L’ulivista Franco Monaco apprezza: “Leggo che persino il ministro Rotondi osserva che, oggi, una legge tesa a limitare le intercettazioni suonerebbe come una reazione difensiva della casta. Una voce che si aggiunge a An e Lega. Il Pd – avverte Monaco – non può essere da meno per ragioni di principio e di contesto. Alludo a talune indagini giudiziarie in corso che riguardano suoi esponenti. Ponga perciò il Pd due ragionevolissime pregiudiziali: se ne discuta in sede di riforma complessiva e non ci si azzardi a escludere i reati contro la pubblica amministrazione. Sarebbe come decretare l’impunità per i corrotti”.
Intanto, la maggioranza lavora al pacchetto giustizia. Argomento affrontato oggi dal premier a Palazzo Grazioli, dove ha incontrato prima il Guardasigilli Angelino Alfano, poi il ministro della Difesa e reggente di An Ignazio La Russa nonché il capogruppo del Pdl al Senato Maurizio Gasparri.

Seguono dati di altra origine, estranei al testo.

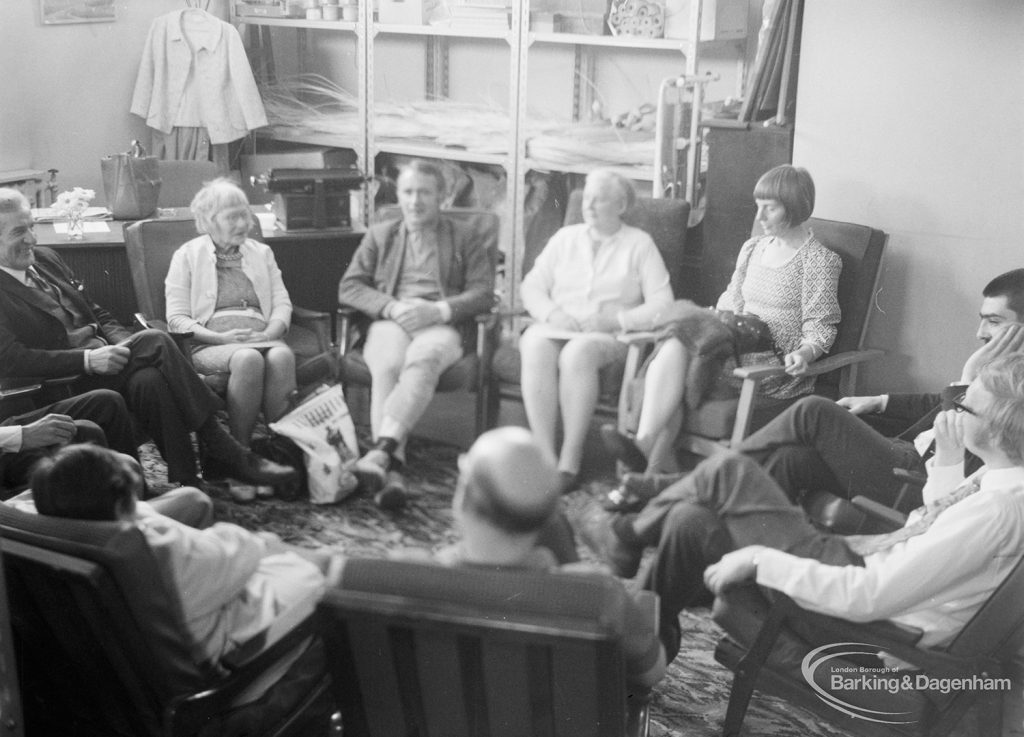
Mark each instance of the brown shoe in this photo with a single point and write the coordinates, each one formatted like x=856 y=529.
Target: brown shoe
x=623 y=447
x=597 y=533
x=635 y=490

“Le intercettazioni sono un aspetto della più complessiva riforma della giustizia, che è necessaria se non si vuol mettere a repentaglio la credibilità delle istituzioni”, dice La Russa parlando coi cronisti a Montecitorio. Il reggente di An riferisce che a Palazzo Grazioli si è “discusso del metodo in vista di un provvedimento condiviso che rispetti l’indipendenza della magistratura e garantisca i cittadini”. Il ministro ricorda che la riforma della giustizia è “un pacchetto su cui c’è la possibilità di una larga intesa ma le intercettazioni non ne fanno parte”.
Più centrata sul nodo intercettazioni l’esternazione di Gasparri. “Ancora una volta – denuncia il capogruppo del Pdl al Senato – assistiamo all’incredibile prassi di veder divulgate intercettazioni di cui poco prima i magistrati hanno chiesto l’uso. Tra l’altro la sola lettura dei testi dimostra con evidenza che in molti casi non c’e’ alcuna rilevanza penale. La verità è che c’è un problema più generale della giustizia che va affrontato ponendo anche e soprattutto limiti all’uso e alla diffusione delle intercettazioni. Non si può essere garantisti a metà. Per questo serve una legge urgente che sia condivisa da tutti”.

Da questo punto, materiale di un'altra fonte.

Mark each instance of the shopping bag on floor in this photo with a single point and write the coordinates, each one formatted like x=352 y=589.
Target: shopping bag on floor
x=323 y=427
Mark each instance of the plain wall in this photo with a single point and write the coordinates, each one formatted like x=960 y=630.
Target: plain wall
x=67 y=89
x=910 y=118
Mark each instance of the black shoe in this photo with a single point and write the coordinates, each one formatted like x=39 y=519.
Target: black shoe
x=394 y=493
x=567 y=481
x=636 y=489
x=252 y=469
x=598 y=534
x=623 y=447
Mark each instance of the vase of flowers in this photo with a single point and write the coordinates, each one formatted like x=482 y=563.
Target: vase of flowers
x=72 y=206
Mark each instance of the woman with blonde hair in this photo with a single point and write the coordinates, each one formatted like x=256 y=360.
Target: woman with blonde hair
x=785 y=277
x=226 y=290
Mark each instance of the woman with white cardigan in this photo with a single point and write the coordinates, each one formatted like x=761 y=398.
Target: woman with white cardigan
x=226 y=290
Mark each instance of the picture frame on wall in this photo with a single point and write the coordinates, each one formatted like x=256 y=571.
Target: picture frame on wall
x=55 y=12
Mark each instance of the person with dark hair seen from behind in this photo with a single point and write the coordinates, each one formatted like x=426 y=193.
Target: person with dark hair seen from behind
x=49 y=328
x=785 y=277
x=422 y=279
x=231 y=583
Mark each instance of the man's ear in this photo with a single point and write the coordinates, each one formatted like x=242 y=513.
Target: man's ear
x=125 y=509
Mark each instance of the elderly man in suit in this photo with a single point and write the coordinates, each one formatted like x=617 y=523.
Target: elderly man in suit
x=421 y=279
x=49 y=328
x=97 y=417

Il deputato del Pdl Giuseppe Consolo fa notare che “nel dibattito in corso sulla limitazione o meno delle intercettazioni, c’è un argomento che appare essere il protagonista emarginato, vale a dire la non pubblicabilità per legge delle cosiddette intercettazioni ‘inutili’, quelle cioè del tutto estranee a qualsivoglia ipotesi delittuosa”.
Pertanto “in attesa che la classe politica si metta d’accordo sulla limitazione o meno delle intercettazioni (che a mio avviso andrebbero comunque riservate ai reati più gravi)”, sarebbe opportuno secondo Consolo intervenire, “se occorre anche in via d’urgenza, per vietare quello che è solo un gossip giudiziario”. Per un altro esponente del Pdl, il vicepresidente della Camera Maurizio Lupi, “le intercettazioni vanno fatte solo quando sono necessarie e comunque non possono essere usate come unico strumento di prova. Consideriamo sbagliato abusare di questo strumento o ricorrere ad esso in maniera distorta”. Lupi assicura che “su questa strada la maggioranza andra’ avanti convinta e compatta”.